Regarding the OpenFOAM software package, if you are the really curious type, I recommend you take a look at that, but don't expect anything simple. I've worked with CFD codes for some time and this is not at all the easy-to-learn kind. The easiest one I've ever come across is CFDesign, but the results/capabilities are not/were not up to par IMHO. Comsol is another one if you have the 15k handy...

But good to flex those brain muscles, I agree. I'd be curious for someone to put together a spreadsheet using the kinetic energy/work performed spreadsheet and creating a function of exhaust velocity vs. distance.

I just wanted to say thanks again for the great info and recommended approach... compute power should be available to me if I need it (I have access to one of the top 3 "cloud computing" providers).

I've downloaded OpenFOAM, which I'm about to compile. I'm sure there'll be enough here to keep my working for a few months in my leisure time... a nice new hobby I'll report back if I get anywhere with it.

Merry Christmas and Happy New Year.

A point of advice: if you use finite elements, you have to make sure to know how it works and what is happening. Finite element methods nearly always give a result, but it's not always the correct one. It is very easy to do something wrong without knowing it.
I don't mean to discourage, but don't jump in it too lightly, especially in CFD.

If you're looking for an open source FEM package: Elmer is free, but I haven't used it myself, and I have no idea how difficult it would be to implement this problem.

Originally Posted by Bender

A point of advice: if you use finite elements, you have to make sure to know how it works and what is happening. Finite element methods nearly always give a result, but it's not always the correct one. It is very easy to do something wrong without knowing it.
I don't mean to discourage, but don't jump in it too lightly, especially in CFD.

If you're looking for an open source FEM package: Elmer is free, but I haven't used it myself, and I have no idea how difficult it would be to implement this problem.

The CFD codes with whch I am familiar are finite difference codes, not finite element codes.

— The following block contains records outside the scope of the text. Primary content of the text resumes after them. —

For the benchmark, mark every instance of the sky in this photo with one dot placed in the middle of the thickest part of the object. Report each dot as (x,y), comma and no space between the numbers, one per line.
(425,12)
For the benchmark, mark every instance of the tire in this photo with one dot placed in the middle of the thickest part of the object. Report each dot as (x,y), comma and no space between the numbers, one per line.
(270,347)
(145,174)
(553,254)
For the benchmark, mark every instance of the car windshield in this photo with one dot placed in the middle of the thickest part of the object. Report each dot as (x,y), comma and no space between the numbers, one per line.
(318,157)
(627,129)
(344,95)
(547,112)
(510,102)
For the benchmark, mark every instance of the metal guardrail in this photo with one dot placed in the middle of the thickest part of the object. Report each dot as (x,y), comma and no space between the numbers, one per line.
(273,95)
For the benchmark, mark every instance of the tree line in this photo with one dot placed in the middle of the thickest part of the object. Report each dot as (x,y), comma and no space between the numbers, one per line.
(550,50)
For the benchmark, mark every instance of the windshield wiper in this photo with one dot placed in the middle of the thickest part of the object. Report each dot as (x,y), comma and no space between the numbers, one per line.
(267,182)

Agree with the previous posts... CFD is not something you kind of pick up on the side. If you are interested in numerical analysis, I recommend you start off slow with something along the lines of simple/linear FEA, structural or otherwise. That will get you a basic idea of what it is you are dealing with using simpler math than you will encounter in CFD. Before you hop onto the CFD bandwagon, also take a look at thermal finite differences method. CFD is IMHO probably the toughest numerical simulation that is used in industry though in many ways also the most rewarding. If you are just interested in "playing with it" as many people do, take a look at Blender from www.blender.org. Though that is an animation software package (and not overly easy to pick up... but then again you are considering learning OpenFOAM which is probably an order of magnitude harder), it has a built-in LBM flow solver that I have come to love (also the price: free).
You may also want to browse the web & wikipedia for some primers. Back in the day I coded my own differences code to do some fairly simple heat transfer stuff. Though the underlying equations seem quite simple (at least for the case of heat transfer and stress/strain), the numerical implementation can be very though, especially when you are dealing with 3D and not just 2D & 1D. Not to mention the meshing aspect that can be a job in itself.

Interesting link to Elmer, didn't know of that one. Will take a closer look. It is nice to see that there is an interface to GID. Though I'm not a huge fan of GID, its easier than to create the mesh at command level! Will definitely take a closer look at this one.